Whether for spreading, cooking or baking, margarine and butter have been cohabitating in our kitchens for decades.
By Daniel Scholes
Whether for spreading, cooking or baking, margarine and butter have been cohabitating in our kitchens for decades. While consumption patterns have ebbed and flowed over the years, margarine continues to hold its place as a healthy, spreadable and affordable alternative to butter.
The origins of margarine date back to 1813, when French scientist Michel Eugene Chevreul discovered a new fatty acid he coined acide margarique – from the Greek word margarites meaning “pearly” – to describe the pearl-like deposits it contained. Many years later French chemist Hippolyte Mège-Mouriès would develop a cheap butter substitute which he patented as Oleomargarine.
Over the centuries since, margarine’s existence has been an uphill battle of sorts. Dairy farmers have never been too pleased at the availability of an affordable butter substitute. In fact, margarine was banned in Canada until 1948, and until 1961 in Quebec.
Laws around margarine became the domain of provincial governments in 1950, and largely focused on colour restrictions. Dairy lobbyists argued that yellow margarine was fraudulently masquerading as butter, so in some provinces margarine had to be coloured a very bright yellow, while in others it was sold colourless – a rule which remained in place in Quebec until 2008.
Despite its history, margarine has managed to carve out a competitive place in the Canadian shopping cart. We recently asked 50 females between the ages of 25 and 54 from the Greater Toronto Area to evaluate four unidentified brands of margarine which they self-spread on a piece of bread for tasting. Participants were asked to evaluate the appearance, flavour and texture of the margarines.
Among our taste testers, close to 80 per cent claimed to be regular purchasers of both margarine and butter, with margarine accounting for an average of 58 per cent of their cumulative last 10 purchases. When probed on their main reasons for buying margarine instead of butter, one third stated affordability, while one third claimed it was due to the ease of spreading. The remainder was split among reasons related to health, taste or utility for cooking.
Soft & sweet
The battle between our four brands of margarine resulted in a split between two strong performers and two weaker ones. The winning brands tended to stand apart, with more enhanced flavour profiles that were slightly sweeter and saltier. Our winners were also rated as very soft and spreadable, which not surprisingly was a key driver of likeability in this category. There were no significant differences in the taste and textural profiles between our two winning brands, but appearance did play a large role in determining a winning spread in this category.
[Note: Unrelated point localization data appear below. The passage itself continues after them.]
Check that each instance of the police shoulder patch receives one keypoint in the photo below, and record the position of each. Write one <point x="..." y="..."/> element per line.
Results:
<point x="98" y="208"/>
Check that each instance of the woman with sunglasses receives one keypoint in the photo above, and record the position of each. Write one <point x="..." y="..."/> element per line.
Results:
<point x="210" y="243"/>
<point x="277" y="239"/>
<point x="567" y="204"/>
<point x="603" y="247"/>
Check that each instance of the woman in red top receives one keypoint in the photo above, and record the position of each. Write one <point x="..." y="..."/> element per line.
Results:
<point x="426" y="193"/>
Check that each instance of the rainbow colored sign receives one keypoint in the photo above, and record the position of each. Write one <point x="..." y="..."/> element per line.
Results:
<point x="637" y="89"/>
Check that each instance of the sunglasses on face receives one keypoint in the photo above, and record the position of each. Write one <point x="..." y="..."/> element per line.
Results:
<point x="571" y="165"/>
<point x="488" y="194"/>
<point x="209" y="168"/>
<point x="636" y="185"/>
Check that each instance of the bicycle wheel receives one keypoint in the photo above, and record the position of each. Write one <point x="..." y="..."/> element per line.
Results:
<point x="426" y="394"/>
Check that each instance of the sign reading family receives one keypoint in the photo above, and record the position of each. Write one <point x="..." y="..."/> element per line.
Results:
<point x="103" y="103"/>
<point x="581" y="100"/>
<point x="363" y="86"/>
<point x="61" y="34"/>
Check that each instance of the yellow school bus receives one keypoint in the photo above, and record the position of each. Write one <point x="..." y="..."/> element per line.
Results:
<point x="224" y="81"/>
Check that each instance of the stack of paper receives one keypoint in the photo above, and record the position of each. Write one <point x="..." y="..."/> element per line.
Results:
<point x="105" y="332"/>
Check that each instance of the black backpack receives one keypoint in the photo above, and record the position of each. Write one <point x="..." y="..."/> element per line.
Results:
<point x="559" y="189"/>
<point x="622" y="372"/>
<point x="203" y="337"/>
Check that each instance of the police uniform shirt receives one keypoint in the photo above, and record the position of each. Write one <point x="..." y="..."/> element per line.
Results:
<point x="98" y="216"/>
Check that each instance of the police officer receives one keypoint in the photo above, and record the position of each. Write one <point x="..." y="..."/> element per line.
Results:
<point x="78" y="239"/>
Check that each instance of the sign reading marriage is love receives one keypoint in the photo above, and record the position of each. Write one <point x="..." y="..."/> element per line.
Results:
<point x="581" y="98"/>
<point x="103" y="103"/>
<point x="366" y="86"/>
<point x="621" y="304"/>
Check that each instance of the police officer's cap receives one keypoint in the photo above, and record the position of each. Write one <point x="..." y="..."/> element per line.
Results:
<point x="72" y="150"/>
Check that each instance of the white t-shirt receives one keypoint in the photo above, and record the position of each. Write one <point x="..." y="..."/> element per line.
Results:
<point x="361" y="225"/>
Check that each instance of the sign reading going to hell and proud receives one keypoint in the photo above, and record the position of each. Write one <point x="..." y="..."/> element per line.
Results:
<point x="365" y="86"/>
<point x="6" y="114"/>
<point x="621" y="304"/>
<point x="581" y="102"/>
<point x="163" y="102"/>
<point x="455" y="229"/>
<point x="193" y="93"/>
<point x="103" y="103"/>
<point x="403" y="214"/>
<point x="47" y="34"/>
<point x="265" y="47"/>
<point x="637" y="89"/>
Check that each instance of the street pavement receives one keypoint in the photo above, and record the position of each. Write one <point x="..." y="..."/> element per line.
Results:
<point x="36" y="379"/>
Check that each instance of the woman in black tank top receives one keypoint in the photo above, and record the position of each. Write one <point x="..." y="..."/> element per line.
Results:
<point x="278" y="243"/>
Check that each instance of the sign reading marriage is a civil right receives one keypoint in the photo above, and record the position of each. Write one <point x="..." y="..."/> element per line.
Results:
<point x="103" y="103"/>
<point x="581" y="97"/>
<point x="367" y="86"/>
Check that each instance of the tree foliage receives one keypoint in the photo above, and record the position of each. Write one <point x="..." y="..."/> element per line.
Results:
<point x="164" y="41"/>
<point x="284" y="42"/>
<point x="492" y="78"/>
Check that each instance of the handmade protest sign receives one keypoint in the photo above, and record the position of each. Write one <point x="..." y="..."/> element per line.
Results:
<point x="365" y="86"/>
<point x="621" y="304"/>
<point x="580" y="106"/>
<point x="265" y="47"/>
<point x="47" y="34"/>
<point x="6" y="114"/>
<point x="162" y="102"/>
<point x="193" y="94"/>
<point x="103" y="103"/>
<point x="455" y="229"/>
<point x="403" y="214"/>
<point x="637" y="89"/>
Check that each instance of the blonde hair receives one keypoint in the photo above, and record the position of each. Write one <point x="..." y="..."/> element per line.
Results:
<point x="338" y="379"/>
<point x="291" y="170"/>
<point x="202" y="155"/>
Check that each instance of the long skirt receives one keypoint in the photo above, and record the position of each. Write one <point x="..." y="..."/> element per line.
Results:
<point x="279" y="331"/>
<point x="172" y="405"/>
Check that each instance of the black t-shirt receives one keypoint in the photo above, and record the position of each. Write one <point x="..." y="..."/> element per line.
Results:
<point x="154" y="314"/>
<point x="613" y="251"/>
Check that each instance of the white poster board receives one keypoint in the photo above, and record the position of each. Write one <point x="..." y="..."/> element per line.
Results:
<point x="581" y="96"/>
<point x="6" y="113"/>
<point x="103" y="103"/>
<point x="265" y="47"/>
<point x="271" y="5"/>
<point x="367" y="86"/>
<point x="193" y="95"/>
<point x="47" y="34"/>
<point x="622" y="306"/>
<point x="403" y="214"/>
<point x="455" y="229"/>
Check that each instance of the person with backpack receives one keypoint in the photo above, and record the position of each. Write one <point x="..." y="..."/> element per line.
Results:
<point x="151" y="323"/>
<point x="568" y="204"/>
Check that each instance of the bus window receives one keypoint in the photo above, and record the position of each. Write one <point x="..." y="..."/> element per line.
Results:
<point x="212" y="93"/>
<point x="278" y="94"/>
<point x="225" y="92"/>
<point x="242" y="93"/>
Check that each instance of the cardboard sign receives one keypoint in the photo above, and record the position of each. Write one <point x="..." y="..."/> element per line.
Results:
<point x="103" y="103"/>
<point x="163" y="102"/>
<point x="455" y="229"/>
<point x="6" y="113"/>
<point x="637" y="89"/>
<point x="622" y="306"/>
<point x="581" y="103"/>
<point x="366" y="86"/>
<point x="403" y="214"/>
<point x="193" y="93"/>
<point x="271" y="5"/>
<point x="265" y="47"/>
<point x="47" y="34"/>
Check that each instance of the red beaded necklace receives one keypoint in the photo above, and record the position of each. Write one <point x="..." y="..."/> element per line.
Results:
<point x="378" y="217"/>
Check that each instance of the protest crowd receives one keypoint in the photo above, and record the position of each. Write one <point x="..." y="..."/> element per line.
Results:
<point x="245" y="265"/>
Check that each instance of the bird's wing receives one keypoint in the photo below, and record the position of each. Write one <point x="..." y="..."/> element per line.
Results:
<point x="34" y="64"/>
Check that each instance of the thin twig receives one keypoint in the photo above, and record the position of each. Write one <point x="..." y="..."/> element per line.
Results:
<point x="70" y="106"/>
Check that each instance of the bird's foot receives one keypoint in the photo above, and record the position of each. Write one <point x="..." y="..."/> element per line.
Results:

One of the more differentiating aspects was appearance – both in terms of the colour and degree of shininess. The colours of our four contenders ranged from a whitish hue to varying shades of light yellow. Two of our brands had much more appealing looks than the other two in all aspects, including colour, shininess and naturalness. The margarine with the darkest yellow was preferred, while there were few fans of the whitest spread. The darkest yellow margarines were also directionally rated the most natural, revealing an interesting misnomer – consumers may believe that a darker margarine is more natural because its colour is more akin to butter. One brand was significantly glossier than the other three, which most participants did not find appealing.
Spread the word
Margarine has a well-established footprint in the dairy sections of Canadian grocery stores as it continues to meet the need for a more affordable and spreadable butter substitute. But as a result of years of regionally driven regulatory barriers, consumer expectations of margarine are dogged by regional influences. So in Quebec, a white-coloured margarine may be considered the norm, while a softer, glossier yellow margarine may be preferable in Ontario. This is a liability for margarine manufacturers, especially in contrast to the universally identifiable and consistent profile of butter.
As long-standing regulatory pressures subside, a universally accepted profile for margarine may continue to emerge. Consumers will continue to seek out more affordable and spreadable butter substitutes, and the best margarine profiles will end up with the greatest share of the proverbial bread.